Large Cluster Sizes Waste Disk SpaceThe filesystem does not keep track of the disk space allocation (what space is used for which file and what is free) down to the byte level. That would require too much maintenance. Instead, the disk space divided into equal blocks called clusters. The filesystem then allocates disk space cluster-by-cluster.

This reduces the amount of overhead involved in tracking what is where, but also creates a side effect. If the file size is less than a cluster size, the filesystem still allocates a full cluster to store the file. The unused space in the cluster is thus wasted. For any file which size is not an integral multiple of a cluster size, there will be some unoccupied space in the last cluster.

This unoccupied space is called “slack” and it cannot be used for any other file. On average, half the cluster size is wasted for every file stored on the volume.

Typical volume holding a Windows Vista installation and also some installed applications contains approximately 150,000 files occupying about 150 GB. Given a cluster size of 4096 bytes, the amount of disk space lost is about 300 MB, or 0.2% overhead, which is negligible for all practical purposes.

Why Large Cluster Sizes Waste Disk Space?

Larger hard drive clusters waste disk space because data is saved to favor substantial data-access performance boosts by sacrificing minimal amounts of storage capacity. Clusters designate where file segments can start and end: any unused spaced in between is wasted. Slack can be measured by comparing file size and file size on disk — size on disk includes the unused space from cluster limitations.

Clusters and Sectors
Clusters divide the hard drive into manageable storage segments. They consist of several sectors, or the smallest addressable data segments on the storage device. Files can be spread over many clusters and whatever space is not used in the final cluster is left unused. Within the cluster system, large files do not have to occupy a contiguous section of the hard drive and can be split up over separate hard drive sections.

Slack
Slack is the unused space in a file’s final cluster. Slack works a lot like a partially used page at the end of a book chapter. If chapter 4 ends half-way through a page, chapter 5 may not start until the next page: used cluster data space works the same way. Each new file is the start of a new chapter and needs to start on a new page, so any unused space on the page can’t be used. Larger hard drive clusters increase the potential for unused space because the increased cluster size leaves more possible empty space if the file ends earlier in the cluster. If a file creates 3KB of slack when it uses 1KB of a 4KB cluster whereas it creates 7KB of slack if it only uses 1KB of space in a 8KB cluster.

Like Books
Hard drive data storage works a lot like a book.

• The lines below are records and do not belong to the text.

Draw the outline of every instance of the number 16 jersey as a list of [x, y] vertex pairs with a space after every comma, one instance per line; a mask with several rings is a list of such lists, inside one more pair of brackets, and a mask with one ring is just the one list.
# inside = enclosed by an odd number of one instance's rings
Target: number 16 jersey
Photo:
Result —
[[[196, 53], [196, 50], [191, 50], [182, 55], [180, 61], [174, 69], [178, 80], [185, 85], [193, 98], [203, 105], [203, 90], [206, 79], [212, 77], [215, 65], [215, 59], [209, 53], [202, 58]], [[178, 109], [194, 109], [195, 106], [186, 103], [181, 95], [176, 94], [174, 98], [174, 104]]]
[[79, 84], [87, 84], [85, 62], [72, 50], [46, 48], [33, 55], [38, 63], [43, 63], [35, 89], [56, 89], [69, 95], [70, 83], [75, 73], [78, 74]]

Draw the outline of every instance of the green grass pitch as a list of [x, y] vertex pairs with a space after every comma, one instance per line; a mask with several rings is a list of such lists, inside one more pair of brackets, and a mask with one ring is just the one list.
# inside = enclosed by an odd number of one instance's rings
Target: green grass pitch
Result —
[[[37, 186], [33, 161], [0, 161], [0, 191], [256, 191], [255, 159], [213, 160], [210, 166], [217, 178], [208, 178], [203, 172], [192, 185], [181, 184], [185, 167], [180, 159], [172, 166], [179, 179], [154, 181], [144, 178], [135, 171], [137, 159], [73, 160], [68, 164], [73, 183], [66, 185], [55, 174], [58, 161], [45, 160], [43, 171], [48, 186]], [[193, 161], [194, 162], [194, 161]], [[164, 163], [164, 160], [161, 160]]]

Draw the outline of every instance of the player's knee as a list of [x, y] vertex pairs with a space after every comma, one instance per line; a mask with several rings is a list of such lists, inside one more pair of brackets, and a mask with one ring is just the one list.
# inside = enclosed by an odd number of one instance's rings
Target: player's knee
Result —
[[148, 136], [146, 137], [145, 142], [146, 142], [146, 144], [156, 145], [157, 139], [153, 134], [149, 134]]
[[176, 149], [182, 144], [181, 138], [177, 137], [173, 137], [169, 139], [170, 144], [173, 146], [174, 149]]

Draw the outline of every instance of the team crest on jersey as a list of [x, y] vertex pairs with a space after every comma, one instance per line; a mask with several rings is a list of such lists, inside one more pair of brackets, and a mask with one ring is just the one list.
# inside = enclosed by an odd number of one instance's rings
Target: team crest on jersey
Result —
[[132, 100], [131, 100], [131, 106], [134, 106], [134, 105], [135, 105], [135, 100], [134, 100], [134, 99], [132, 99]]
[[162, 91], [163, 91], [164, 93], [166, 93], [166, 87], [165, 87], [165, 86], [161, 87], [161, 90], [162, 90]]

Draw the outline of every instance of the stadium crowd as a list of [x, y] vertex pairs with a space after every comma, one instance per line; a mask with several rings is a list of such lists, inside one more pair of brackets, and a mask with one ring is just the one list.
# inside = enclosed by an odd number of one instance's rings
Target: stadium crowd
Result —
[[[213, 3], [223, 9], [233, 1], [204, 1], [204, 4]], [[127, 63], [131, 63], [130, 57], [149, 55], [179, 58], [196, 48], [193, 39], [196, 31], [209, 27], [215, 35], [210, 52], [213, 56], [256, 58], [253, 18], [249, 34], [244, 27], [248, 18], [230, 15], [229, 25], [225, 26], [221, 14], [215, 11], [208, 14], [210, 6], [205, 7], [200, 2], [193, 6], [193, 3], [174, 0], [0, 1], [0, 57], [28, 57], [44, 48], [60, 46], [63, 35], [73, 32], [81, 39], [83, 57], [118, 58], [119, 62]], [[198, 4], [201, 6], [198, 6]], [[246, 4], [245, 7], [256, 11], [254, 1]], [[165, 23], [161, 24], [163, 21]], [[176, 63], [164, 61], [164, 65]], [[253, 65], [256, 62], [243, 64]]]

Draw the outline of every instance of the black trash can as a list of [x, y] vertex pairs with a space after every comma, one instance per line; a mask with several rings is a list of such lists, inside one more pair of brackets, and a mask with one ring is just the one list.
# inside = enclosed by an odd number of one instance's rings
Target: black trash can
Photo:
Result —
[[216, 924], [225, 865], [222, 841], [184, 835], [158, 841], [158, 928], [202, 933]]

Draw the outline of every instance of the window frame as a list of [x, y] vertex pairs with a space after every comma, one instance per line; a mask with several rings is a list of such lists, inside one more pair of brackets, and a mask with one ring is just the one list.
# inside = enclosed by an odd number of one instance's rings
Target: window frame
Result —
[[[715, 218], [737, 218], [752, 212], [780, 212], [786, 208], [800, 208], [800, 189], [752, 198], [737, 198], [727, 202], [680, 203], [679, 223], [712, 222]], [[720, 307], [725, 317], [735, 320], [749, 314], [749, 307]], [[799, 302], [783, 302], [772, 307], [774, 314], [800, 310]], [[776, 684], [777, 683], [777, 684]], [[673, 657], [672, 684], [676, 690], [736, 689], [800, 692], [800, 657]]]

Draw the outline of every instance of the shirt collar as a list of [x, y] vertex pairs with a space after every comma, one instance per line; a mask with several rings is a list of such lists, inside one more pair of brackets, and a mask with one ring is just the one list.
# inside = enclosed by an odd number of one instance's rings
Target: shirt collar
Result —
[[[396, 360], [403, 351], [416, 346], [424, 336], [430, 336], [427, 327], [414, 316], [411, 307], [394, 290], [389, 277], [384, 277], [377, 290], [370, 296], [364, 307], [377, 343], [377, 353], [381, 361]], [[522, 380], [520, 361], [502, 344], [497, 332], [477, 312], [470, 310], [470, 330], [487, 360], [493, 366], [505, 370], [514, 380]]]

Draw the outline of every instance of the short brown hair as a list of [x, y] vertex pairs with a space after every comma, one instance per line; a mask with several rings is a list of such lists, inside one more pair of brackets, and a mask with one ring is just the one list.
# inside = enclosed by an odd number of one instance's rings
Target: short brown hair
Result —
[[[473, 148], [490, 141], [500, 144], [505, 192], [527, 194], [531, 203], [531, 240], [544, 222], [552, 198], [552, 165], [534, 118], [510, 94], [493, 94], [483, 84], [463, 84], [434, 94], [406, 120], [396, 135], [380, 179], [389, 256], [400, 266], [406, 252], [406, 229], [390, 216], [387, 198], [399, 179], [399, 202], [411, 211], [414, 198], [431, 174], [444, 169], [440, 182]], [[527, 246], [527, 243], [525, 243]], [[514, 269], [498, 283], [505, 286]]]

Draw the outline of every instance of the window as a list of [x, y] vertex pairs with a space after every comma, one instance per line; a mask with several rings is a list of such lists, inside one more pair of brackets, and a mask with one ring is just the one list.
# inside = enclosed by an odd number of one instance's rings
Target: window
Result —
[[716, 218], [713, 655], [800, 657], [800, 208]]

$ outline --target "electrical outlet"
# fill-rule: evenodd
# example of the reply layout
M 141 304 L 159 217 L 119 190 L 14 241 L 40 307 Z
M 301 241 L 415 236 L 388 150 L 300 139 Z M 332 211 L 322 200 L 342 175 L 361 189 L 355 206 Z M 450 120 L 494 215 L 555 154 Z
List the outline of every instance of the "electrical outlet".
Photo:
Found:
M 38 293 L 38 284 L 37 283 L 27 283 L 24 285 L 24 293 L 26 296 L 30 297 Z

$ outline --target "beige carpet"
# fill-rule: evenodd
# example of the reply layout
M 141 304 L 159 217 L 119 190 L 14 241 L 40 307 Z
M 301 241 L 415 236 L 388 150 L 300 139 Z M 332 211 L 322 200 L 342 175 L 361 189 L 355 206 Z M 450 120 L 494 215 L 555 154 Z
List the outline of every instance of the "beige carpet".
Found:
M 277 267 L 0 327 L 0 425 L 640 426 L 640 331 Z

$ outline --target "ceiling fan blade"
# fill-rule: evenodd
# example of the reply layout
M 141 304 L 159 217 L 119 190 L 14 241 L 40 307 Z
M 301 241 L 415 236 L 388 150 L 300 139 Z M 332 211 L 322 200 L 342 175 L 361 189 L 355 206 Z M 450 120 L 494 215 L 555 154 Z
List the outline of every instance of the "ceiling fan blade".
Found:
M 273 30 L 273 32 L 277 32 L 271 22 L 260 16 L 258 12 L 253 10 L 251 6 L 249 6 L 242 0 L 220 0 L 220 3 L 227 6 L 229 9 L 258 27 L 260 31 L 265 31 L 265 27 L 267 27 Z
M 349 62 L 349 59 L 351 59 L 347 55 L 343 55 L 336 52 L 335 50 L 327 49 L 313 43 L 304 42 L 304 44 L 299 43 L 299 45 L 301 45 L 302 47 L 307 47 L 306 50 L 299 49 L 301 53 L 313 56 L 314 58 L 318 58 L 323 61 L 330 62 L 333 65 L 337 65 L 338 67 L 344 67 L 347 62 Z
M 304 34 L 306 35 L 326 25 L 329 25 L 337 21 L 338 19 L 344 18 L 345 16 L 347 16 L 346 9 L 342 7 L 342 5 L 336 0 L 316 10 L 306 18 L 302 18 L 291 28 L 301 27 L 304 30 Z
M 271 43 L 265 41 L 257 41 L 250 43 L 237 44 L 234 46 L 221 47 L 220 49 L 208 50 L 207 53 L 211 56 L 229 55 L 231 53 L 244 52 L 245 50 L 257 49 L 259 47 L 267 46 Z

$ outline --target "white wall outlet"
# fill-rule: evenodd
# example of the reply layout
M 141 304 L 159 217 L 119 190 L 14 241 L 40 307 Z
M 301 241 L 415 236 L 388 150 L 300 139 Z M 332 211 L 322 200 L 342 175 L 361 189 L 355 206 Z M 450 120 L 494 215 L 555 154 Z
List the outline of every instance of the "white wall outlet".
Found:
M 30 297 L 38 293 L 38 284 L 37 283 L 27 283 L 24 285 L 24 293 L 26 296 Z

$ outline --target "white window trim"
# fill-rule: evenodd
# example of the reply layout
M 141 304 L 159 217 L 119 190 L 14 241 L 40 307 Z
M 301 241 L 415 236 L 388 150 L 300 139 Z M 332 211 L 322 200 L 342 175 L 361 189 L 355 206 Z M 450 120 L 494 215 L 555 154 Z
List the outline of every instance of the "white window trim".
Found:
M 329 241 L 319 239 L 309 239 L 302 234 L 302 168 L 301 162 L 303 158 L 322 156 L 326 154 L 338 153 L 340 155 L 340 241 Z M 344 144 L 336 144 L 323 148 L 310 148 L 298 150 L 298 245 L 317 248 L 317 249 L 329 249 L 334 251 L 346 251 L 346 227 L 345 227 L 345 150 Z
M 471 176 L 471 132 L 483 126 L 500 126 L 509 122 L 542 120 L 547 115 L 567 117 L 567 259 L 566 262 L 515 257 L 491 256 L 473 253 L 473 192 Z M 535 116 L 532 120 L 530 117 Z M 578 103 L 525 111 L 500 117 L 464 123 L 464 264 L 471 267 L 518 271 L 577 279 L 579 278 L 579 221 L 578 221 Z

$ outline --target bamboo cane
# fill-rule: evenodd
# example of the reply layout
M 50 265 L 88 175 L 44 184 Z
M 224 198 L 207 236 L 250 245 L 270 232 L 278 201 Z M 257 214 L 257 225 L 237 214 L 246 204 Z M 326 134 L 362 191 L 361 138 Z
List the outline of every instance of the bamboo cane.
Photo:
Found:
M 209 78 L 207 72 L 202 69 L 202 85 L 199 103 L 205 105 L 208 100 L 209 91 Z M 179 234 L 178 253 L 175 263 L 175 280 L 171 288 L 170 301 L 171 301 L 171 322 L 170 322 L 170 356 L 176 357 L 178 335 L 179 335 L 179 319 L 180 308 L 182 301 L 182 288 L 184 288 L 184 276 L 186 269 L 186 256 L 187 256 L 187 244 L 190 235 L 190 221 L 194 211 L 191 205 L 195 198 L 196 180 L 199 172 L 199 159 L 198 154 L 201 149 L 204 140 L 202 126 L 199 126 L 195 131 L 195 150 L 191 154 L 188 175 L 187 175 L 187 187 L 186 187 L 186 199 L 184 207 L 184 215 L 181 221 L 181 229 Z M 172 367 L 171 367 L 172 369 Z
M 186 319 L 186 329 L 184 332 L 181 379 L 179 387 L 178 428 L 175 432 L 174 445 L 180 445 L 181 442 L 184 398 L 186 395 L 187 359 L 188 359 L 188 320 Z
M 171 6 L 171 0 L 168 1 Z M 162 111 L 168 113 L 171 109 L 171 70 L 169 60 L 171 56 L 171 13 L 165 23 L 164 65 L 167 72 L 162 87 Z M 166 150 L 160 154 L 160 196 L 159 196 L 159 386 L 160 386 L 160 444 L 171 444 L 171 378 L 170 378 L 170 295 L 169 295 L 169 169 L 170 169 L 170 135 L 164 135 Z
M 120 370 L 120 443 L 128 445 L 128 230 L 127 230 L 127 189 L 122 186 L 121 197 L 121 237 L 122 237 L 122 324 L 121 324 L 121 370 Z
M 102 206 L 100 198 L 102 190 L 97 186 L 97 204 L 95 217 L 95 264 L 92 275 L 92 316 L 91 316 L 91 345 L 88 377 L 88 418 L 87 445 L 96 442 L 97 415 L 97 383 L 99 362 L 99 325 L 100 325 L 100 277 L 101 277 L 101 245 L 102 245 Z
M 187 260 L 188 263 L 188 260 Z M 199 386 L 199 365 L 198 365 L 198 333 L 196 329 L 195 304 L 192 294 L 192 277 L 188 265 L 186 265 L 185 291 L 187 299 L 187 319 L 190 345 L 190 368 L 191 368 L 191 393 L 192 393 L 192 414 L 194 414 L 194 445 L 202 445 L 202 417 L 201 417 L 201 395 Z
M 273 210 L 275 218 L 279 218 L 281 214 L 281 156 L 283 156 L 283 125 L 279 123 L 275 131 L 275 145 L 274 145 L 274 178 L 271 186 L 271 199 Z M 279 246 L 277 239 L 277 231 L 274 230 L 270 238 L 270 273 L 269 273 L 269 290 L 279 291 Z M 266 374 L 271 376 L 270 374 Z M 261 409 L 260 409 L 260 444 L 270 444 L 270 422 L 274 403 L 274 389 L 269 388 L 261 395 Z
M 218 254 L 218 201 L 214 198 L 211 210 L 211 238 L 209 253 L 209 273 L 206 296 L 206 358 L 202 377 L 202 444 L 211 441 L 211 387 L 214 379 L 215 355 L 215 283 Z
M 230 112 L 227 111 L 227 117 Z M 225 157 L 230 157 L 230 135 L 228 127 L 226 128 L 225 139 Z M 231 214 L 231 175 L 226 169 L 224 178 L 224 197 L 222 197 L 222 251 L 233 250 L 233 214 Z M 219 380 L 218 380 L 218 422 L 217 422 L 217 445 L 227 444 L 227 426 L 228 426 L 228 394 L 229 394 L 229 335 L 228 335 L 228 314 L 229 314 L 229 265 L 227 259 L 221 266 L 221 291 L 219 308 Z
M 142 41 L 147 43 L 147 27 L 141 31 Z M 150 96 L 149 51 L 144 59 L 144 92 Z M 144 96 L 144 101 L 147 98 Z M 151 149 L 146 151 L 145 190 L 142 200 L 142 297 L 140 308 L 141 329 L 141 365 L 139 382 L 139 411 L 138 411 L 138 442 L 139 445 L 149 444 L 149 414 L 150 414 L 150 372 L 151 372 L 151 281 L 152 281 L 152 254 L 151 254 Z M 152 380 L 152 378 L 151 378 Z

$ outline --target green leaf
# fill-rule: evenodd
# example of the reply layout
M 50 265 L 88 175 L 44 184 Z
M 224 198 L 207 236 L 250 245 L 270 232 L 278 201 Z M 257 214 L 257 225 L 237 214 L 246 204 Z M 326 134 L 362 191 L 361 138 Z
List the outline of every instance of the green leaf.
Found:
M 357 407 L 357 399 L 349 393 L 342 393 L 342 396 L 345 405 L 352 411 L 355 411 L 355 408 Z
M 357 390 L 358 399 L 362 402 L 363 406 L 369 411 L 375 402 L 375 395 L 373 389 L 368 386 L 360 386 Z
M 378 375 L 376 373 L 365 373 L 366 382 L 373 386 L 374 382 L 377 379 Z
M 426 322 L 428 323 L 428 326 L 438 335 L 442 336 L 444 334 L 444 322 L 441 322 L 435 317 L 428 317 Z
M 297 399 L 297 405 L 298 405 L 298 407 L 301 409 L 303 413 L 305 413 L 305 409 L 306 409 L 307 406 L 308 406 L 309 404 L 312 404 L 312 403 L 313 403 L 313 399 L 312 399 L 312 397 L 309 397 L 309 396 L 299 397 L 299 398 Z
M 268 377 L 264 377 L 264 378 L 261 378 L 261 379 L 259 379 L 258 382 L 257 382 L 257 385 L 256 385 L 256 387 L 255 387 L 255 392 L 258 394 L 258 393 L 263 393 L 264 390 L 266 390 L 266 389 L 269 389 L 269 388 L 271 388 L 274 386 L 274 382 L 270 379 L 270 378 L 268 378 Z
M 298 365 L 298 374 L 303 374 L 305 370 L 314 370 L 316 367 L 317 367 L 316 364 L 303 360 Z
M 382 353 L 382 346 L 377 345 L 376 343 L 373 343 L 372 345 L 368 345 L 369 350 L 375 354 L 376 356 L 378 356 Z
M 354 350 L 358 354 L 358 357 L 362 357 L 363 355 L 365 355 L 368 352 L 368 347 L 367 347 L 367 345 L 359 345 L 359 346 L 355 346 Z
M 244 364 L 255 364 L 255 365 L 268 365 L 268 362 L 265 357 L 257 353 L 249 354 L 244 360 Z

Individual letters are the smallest unit of information in a book while a computer uses binary digits. Letters usually don’t mean much on their own and are divided into words. Hard drives group binary digits into sectors, which are the smallest data unit that has any meaning. Hard drive clusters are like pages in a book: they store groups of sectors and words in a single, identifiable unit. Computer files are a lot like chapters in books: they contain a designated grouping of related content. Chapters can be of varying lengths and somehow need to be divided. Clusters on a hard drive work like page numbers on a book’s table of contents: they identify where content starts and ends.

Workload
Hard drive clusters alleviate the workload involved in locating saved data. Instead of storing all data in a continuous flow and monitoring each data bit for file starting and ending point, clusters break up the storage device in a way that reduces the total number of starting and ending points. Instead of scanning for a file through the entire hard drive, it uses cluster information stored in the file allocation table to go straight to the file. Using clusters is like using page numbers to find content in a book as opposed to finding it through word count.

What is the best cluster size to use?

Use the default setting for a cluster size. It provides the best results in almost all cases. In cases where the default value is not the same as the optimum value, you would not see the difference anyway. The ability to specify a cluster size is itself a legacy from the days of floppy drives.

On NTFS, it is not recommended to select a cluster size larger than 4096 bytes (4KB) for general use, because NTFS only supports compression for clusters up to 4096 bytes.